Chinese government-backed operatives deployed a slew of fake social media personas and engaged with real-life accounts on the X platform to assess U.S. domestic issues and learn what political themes divide voters, according to a threat intelligence assessment from Microsoft.

The report out Friday says that actors affiliated with Beijing “started to pose contentious questions” on X, formerly Twitter, about the U.S. political landscape. The accounts were created as early as 2012 and 2013 but did not begin engagement until early 2023, suggesting they “were recently acquired or have been re-purposed,” the analysis says.

The report — which designates the fake accounts as “sockpuppets” — includes a screenshot of one such account asking X users their opinion on a recently tanked border policy bill. “The bill is a $75 Billion handout to Ukraine and Israel. And only $20 billion for our own border. What’s your reaction?” it says.

The personas sometimes used images enhanced with generative AI tools in their posts about U.S. politics, Microsoft says. 

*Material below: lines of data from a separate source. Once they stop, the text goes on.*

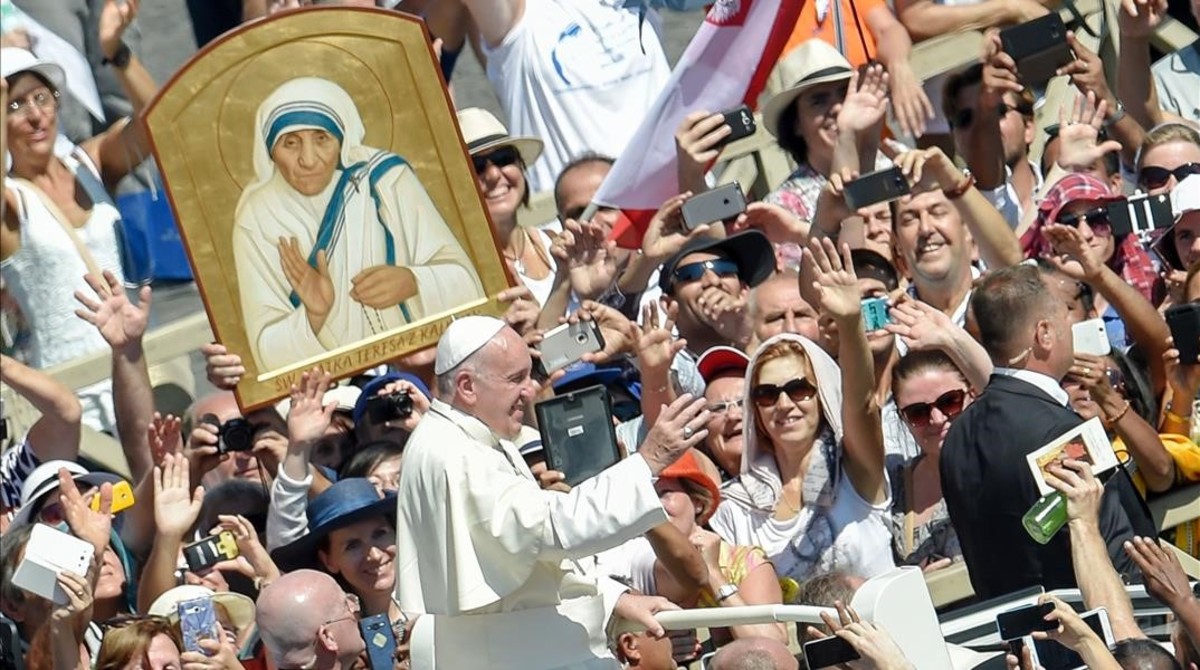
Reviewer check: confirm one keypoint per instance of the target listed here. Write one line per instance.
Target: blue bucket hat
(345, 503)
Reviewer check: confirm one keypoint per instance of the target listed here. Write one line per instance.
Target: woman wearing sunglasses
(501, 161)
(930, 392)
(813, 491)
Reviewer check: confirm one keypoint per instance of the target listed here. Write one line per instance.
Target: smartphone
(879, 186)
(198, 621)
(1141, 214)
(1039, 48)
(567, 344)
(828, 651)
(1090, 338)
(211, 550)
(48, 552)
(711, 207)
(123, 497)
(381, 641)
(875, 313)
(1185, 324)
(1050, 654)
(741, 121)
(1021, 621)
(577, 434)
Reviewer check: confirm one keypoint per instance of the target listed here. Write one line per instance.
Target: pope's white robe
(479, 542)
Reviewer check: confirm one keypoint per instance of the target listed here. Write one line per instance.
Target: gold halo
(269, 70)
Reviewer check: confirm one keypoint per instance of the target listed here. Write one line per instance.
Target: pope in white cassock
(498, 558)
(335, 241)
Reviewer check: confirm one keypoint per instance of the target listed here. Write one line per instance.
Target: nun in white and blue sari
(372, 213)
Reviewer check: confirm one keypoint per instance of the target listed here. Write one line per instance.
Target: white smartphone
(48, 552)
(1091, 338)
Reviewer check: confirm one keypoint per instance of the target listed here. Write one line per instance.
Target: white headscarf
(760, 484)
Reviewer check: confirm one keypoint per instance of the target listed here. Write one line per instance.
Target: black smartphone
(1023, 621)
(711, 207)
(741, 121)
(211, 550)
(1140, 214)
(879, 186)
(828, 651)
(1185, 324)
(577, 434)
(1039, 48)
(381, 641)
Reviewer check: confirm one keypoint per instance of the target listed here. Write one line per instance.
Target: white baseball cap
(15, 60)
(463, 338)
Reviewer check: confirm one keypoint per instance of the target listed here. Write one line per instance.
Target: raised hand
(835, 281)
(679, 428)
(867, 100)
(120, 323)
(657, 346)
(1079, 131)
(114, 17)
(313, 286)
(223, 369)
(177, 506)
(307, 418)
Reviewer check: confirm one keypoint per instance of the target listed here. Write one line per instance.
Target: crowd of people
(775, 449)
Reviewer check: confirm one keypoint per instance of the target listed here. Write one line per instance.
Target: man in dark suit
(985, 479)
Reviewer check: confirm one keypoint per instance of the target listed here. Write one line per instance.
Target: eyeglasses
(799, 389)
(1155, 177)
(949, 404)
(1097, 220)
(504, 156)
(693, 271)
(966, 117)
(43, 99)
(725, 406)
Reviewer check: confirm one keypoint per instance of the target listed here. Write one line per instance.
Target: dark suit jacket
(988, 488)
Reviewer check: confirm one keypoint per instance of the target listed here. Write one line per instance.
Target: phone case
(879, 186)
(1091, 338)
(198, 621)
(568, 342)
(381, 641)
(1039, 48)
(711, 207)
(577, 434)
(123, 497)
(207, 552)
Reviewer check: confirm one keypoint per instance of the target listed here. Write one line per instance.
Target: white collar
(1044, 382)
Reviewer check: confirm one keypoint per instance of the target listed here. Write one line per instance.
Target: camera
(235, 435)
(394, 406)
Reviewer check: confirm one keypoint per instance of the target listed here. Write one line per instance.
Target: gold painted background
(202, 125)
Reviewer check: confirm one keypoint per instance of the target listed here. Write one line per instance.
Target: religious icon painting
(323, 192)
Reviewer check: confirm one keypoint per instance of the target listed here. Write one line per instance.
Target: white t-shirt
(862, 545)
(580, 75)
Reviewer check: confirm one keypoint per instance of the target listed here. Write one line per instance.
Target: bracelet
(960, 189)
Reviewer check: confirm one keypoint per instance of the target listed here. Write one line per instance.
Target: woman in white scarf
(813, 491)
(335, 241)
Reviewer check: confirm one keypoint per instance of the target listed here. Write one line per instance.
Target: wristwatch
(120, 60)
(726, 591)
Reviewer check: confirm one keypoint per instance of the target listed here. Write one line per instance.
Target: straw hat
(483, 131)
(810, 64)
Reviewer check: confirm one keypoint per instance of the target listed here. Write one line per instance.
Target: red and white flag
(725, 65)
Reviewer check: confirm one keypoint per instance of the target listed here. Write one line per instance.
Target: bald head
(754, 653)
(291, 611)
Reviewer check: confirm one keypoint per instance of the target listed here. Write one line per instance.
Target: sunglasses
(1097, 219)
(504, 156)
(693, 271)
(765, 395)
(949, 404)
(1153, 177)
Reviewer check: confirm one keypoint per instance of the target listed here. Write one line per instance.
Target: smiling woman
(325, 240)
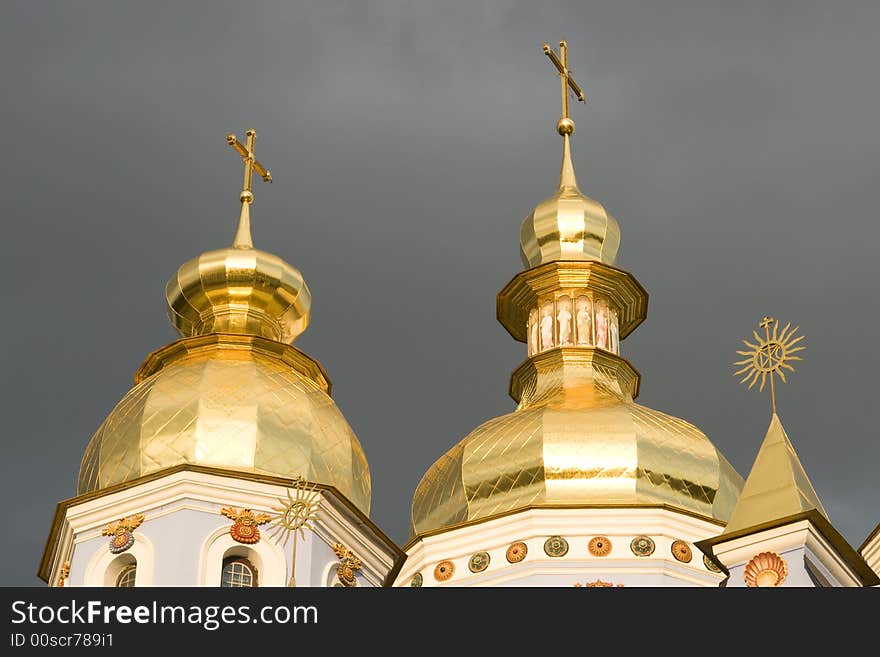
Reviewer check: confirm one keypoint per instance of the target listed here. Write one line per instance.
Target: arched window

“Some of these accounts have posted about various presidential candidates and then asked their followers to comment whether they support them or not. This tactic may be for the purpose of seeking further engagement, or possibly to gain insight into … Americans’ views on US politics,” said the report, noting that the operation was likely being conducted for intelligence-gathering purposes.

More accounts that went undetected in Microsoft’s sweep could still be operating, the company says.

The fake users had a moderate impact on engagement, which included real accounts sharing the sockpuppets’ posts or mentioning their handles, a company spokesperson told Nextgov/FCW. “Some of these sockpuppet accounts have doubled or tripled their thousand(s) of followers since we initially detected them,” they added.

The report also analyzes Chinese influence operations, citing a disinformation group that used news of last year’s Maui wildfires to falsely claim the U.S. started the fires to test a military-grade “weather weapon.” The text was posted in 31 languages and was backed with an AI-generated image of burning coastal roadways to sensationalize the post, Microsoft said.

It also analyzed divisive overseas events in South Korea, Taiwan, and other parts of Asia.

A recent U.S. intelligence report says that China will continue to pull out all stops against the U.S. in cyberspace and “may attempt to influence the U.S. elections in 2024 at some level because of its desire to sideline critics of China and magnify U.S. societal divisions.”

Officials and researchers fear that consumer-facing AI tools or similar offerings available on the dark web will supercharge hackers’ attempts to breach election infrastructure or craft realistic-sounding campaigns to sway voters away from the polls or instill distrust in election outcomes, propelling a federal push to stay on top of such cyber and disinformation threats as November approaches.

"The report is in itself disinformation as it misrepresents facts and truth,"  Liu Pengyu, a spokesman for the Embassy of the People's Republic of China in the U.S. "The presidential election is the domestic affair of the United States. China is committed to the principle of non-interference. Claims about China influencing U.S. presidential elections are completely fabricated."

Editor's note: This story was updated on April 5, 2024 to include additional comment.